Yes humans can think about how we interact and create fairer systems, but if we don't put in the effort, that won't happen.

Like the sun, we have an informational-energetic purpose.

Part of our purpose, I would argue, is creating the kind of fairness we sense the absence of - which sensing and fixing takes the kind of mental ability humans have.

A key to fairness is that it's actually a game concept. Something is only fair with reference to certain categories, rules, and expectations. Without those categories, rules, and expectations, "fair" doesn't really compute. (By this way of thinking, law is a game - which may seem objectionable until you realize that every jurisdiction and every state has its own set of rules, and these are - or should be - balanced and adjusted for fairness like the ruleset of a game made for entertainment or art. The level of seriousness and life-and-death is very different, but we're talking about the same larger category of thing: a ruleset for human/sentient interaction.)

Many people think fairness doesn't exist, is imaginary, is an ideal. I'd say that actually it is a ludic concept - a concept rooted in games, participants, virtuality, categories, and information itself.

In other words, it's real when you get to information theory and considerations of entropy.

From a game design standpoint, a desirably well-balanced game is fair - or at least fairer - and more fun - and will consequently encourage the most participation. (Nobody except exploiters - and maybe sometimes game designers and playtesters, for the R&D - likes to play an unfair or broken game. Players tend to quit when they realize a game is unfair or broken. Citizens facing an unfair society can behave similarly for similar reasons, as we know.) And curiously enough, a game with full participation from more participants also happens to be more entropic - the players are freer individually to choose their roles and approaches, and also freer to trade places. Those extra degrees of freedom bring measurable entropy. And this is much like how a scuba tank with O2 molecules evenly mixed and distributed throughout via their "exploration" of the space is more entropic (and "fairer") than a scuba tank with O2 molecules clumped up somewhere, barely moving because they're frozen or trapped. Nature "wants" participation. The drive toward entropy is also a drive toward fairness and inclusion.

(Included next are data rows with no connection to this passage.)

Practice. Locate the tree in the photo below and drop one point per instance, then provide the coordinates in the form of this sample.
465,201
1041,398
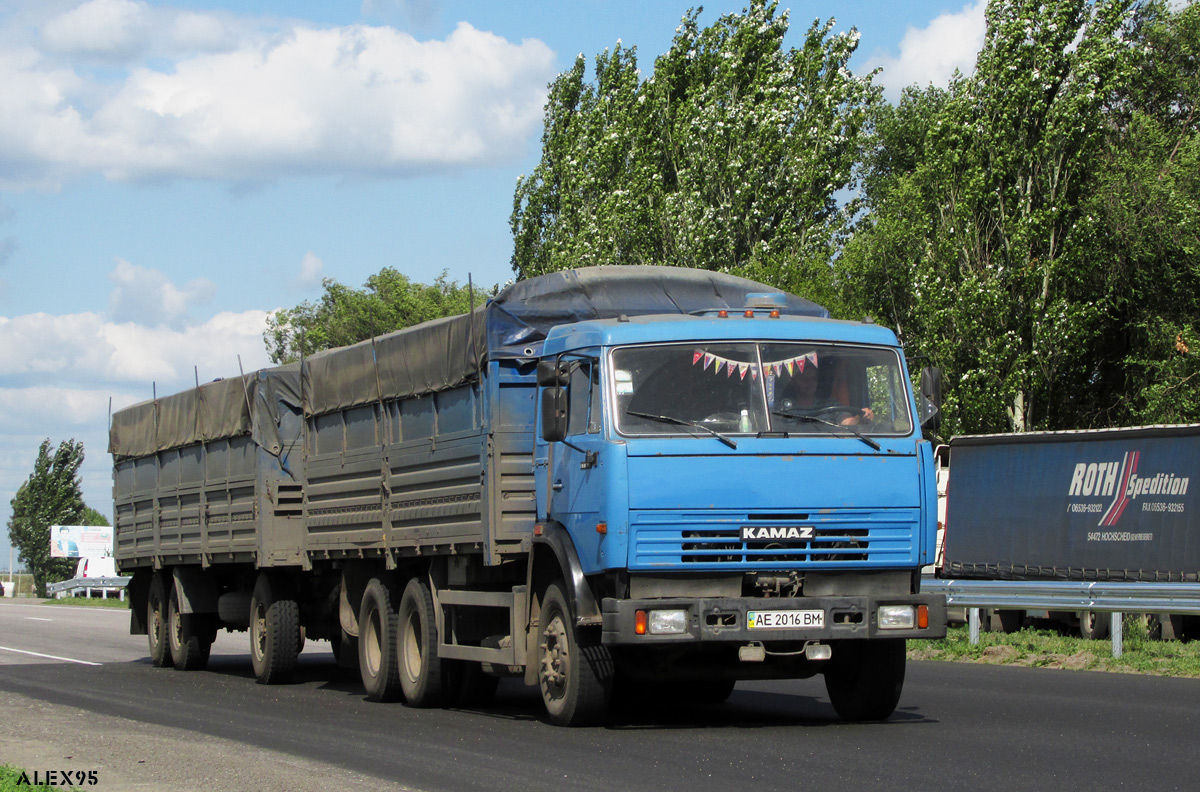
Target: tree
978,246
729,157
1147,203
49,497
343,316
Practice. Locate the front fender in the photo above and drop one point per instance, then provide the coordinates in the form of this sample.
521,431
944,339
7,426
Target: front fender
555,538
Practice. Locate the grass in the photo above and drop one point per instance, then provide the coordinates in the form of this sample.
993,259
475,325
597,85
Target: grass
89,601
1051,649
10,777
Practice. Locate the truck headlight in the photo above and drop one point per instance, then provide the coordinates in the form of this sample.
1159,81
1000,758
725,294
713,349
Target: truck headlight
669,622
897,617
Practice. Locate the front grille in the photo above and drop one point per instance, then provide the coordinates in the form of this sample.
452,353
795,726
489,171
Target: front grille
839,539
725,547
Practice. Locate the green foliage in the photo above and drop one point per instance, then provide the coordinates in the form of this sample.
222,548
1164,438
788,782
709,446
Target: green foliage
1032,232
49,497
388,301
727,159
1051,649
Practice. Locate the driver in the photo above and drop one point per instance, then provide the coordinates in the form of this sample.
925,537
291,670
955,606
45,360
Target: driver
804,400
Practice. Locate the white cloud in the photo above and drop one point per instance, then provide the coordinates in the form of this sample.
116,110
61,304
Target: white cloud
147,297
85,348
60,372
312,270
239,99
930,54
103,28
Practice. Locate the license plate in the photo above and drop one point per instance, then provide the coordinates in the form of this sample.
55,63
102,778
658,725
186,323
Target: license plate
784,619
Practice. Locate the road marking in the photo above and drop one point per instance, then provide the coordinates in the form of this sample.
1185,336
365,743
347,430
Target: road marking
52,657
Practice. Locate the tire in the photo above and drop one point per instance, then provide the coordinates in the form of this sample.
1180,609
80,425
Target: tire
1093,625
377,643
156,622
574,673
865,678
421,673
274,633
189,636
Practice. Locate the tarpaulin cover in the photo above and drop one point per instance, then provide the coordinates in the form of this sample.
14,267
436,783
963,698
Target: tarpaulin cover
445,353
213,411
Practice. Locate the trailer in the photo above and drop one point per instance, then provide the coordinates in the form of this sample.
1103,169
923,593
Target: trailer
606,481
1084,505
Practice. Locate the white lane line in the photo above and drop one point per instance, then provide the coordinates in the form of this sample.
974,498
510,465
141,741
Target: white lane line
52,657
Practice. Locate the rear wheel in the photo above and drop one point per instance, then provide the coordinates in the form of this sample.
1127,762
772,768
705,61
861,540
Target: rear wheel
156,622
377,643
1093,625
865,678
575,673
189,635
274,633
421,673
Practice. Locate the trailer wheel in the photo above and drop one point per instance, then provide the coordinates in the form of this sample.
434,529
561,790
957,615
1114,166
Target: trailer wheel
865,678
274,633
1093,625
156,622
377,643
575,673
421,673
189,636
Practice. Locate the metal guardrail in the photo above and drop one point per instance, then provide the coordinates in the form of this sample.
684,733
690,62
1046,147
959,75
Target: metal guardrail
77,583
1068,595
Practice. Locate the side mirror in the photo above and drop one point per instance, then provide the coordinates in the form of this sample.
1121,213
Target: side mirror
552,373
553,413
930,402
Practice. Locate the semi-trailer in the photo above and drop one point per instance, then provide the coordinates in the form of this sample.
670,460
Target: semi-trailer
618,478
1108,504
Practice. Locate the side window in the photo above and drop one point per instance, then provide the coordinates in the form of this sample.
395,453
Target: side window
582,395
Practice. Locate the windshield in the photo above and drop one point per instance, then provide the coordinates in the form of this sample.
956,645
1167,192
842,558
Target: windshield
750,388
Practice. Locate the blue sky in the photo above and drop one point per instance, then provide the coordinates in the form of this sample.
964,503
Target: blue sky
171,173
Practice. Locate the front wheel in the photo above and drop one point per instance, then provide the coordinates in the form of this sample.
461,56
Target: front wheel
865,678
575,675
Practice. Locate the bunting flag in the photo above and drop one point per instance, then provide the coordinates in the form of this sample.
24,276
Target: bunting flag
791,365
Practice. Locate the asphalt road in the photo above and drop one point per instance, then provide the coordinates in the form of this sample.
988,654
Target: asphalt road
959,726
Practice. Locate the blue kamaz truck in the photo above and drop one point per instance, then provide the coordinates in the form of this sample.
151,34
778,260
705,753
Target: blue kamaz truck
621,480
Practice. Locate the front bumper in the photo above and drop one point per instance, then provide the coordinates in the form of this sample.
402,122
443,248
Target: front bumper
715,621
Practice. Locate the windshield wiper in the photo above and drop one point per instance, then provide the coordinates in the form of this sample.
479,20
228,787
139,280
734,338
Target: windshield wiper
679,421
814,419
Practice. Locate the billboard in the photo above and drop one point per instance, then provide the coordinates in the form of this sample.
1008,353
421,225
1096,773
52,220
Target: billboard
81,541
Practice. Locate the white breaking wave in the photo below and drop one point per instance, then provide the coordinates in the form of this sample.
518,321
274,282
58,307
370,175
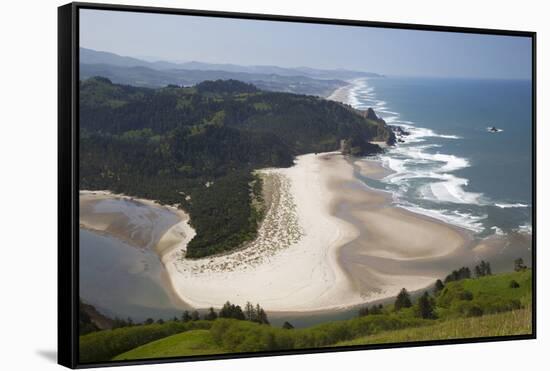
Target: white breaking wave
464,220
498,231
525,228
420,173
507,206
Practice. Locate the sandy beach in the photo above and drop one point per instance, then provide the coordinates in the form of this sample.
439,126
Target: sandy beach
295,264
327,242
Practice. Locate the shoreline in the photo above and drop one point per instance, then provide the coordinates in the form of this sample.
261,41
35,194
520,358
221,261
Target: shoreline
332,284
337,246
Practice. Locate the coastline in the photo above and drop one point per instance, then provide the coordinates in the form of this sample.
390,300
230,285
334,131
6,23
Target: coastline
310,275
328,243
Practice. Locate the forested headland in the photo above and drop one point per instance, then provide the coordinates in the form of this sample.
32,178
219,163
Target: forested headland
198,146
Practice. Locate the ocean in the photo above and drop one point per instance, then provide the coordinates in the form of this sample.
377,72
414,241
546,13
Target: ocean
450,166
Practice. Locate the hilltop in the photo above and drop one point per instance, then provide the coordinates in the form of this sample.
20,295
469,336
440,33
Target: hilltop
198,147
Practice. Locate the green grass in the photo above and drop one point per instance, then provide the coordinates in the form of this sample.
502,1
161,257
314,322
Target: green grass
490,294
190,343
104,345
516,322
500,310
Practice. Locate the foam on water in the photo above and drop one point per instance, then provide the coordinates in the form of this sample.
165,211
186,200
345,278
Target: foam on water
423,178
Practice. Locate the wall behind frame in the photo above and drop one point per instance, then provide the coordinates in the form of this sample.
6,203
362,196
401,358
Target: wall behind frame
28,154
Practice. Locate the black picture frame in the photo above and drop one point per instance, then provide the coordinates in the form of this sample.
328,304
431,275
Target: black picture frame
68,213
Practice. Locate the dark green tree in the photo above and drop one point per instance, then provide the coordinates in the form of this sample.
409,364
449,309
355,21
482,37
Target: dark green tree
186,316
438,286
426,306
149,321
195,316
287,326
519,266
364,311
211,314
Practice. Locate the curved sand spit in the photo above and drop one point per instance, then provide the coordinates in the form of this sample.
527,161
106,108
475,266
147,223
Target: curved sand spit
294,264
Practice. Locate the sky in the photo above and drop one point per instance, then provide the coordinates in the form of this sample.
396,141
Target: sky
287,44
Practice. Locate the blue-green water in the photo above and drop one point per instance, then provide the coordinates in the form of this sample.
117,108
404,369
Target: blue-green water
450,167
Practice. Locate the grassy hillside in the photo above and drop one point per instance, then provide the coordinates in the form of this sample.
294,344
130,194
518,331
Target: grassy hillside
501,309
104,345
517,322
190,343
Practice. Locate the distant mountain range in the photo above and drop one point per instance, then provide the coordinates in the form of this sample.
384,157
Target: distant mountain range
138,72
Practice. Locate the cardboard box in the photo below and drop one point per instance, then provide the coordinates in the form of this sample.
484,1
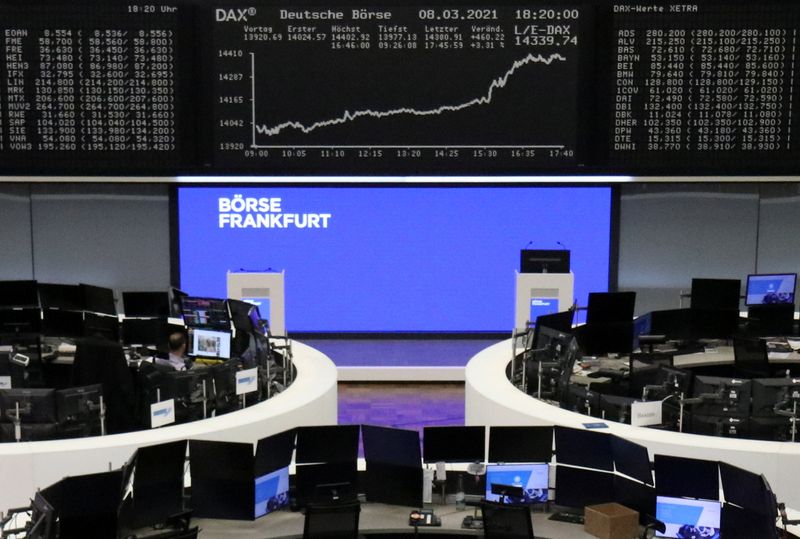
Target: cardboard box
611,521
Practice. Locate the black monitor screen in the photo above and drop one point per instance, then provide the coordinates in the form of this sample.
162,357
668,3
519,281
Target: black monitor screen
716,294
722,396
610,307
68,297
745,489
631,459
333,443
205,312
583,448
158,482
396,447
769,393
578,488
454,444
98,299
144,332
146,304
222,479
544,261
693,478
18,294
35,405
274,452
520,444
770,289
79,403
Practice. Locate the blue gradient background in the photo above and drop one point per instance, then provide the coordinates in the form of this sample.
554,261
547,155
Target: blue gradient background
399,259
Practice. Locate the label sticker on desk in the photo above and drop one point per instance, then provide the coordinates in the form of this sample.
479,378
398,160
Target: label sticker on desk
598,425
247,381
162,413
645,413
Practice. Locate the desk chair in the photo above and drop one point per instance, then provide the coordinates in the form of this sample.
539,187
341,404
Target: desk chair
332,521
506,521
750,357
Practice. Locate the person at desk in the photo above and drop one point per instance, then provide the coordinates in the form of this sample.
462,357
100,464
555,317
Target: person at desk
177,352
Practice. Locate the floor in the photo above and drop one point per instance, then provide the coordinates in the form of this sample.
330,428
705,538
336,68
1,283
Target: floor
403,405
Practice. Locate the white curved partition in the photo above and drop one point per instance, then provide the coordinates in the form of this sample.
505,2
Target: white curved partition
491,399
310,400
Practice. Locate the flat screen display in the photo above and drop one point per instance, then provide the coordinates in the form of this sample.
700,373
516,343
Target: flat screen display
207,343
770,289
395,259
532,478
687,518
272,492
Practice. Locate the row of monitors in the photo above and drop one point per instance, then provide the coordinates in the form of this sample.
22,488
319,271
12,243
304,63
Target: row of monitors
231,480
197,312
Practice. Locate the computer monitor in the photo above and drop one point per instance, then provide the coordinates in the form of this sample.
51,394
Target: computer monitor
576,487
561,321
544,261
67,297
396,447
711,425
274,452
271,491
18,294
716,294
746,489
686,517
631,459
771,394
770,289
533,479
729,397
453,444
145,331
35,405
244,316
329,443
146,304
98,299
581,399
210,344
686,477
205,312
520,444
78,404
583,448
610,307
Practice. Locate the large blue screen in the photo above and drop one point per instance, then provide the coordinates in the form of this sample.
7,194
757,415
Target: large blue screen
393,259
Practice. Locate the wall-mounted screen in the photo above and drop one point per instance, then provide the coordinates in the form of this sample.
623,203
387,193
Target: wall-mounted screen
391,259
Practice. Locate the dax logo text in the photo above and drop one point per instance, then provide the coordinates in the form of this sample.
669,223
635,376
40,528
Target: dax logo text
234,15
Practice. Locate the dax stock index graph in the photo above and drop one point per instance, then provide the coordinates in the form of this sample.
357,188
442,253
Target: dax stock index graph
308,88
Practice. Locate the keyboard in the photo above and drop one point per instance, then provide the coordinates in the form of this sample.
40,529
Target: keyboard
572,518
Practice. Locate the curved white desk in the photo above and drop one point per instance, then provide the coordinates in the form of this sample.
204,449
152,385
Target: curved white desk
310,400
491,399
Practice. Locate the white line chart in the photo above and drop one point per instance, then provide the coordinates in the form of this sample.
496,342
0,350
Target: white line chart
350,116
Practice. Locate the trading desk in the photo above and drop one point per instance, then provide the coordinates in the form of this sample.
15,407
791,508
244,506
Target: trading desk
377,519
491,399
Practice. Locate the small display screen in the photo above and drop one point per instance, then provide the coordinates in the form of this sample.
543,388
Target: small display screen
532,478
206,343
686,518
272,492
770,289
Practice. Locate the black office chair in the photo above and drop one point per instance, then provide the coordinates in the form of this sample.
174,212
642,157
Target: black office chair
750,357
332,521
506,521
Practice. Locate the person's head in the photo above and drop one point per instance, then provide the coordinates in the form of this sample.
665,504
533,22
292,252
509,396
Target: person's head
177,343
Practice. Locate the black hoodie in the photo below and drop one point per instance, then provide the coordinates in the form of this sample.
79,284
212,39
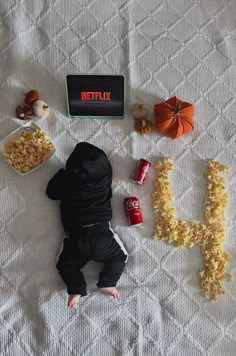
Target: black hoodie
84,188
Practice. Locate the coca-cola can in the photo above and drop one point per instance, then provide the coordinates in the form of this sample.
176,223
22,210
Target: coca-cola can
141,170
133,211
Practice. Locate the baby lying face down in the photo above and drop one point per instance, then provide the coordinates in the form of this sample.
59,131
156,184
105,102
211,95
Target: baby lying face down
84,189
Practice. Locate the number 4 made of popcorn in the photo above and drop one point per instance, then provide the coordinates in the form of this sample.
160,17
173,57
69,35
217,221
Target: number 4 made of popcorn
209,236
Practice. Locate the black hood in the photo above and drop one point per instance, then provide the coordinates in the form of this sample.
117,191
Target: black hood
89,163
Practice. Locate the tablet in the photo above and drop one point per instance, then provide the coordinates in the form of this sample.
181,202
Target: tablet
95,96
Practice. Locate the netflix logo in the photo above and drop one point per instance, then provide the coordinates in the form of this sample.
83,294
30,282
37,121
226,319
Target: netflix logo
95,95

The desire for freedom itself is, if you ask me, part of nature's drive toward entropy, fairness, and inclusion, and this is the basis for human rights.

Games that are fair and participatory please us. I'd say this is because they help entropy along, and on some level we have evolved to sense this. A fair group is a sustainable group is a group that'll go through energy in the way that produces the most entropy efficiently over the longest time. (Eating enough - but not too much - also helps entropy along. It's the same with other healthy instincts when they're working - in each case, it's easy to see how they help entropy along.)

So. Want to solve big social problems? Get more people to work on that. Want more people working on that? For one thing, get more people voting. Want more people to vote? Make voting and government fairer. It seems to be "what nature wants." But we are part of nature, and sometimes it's on us.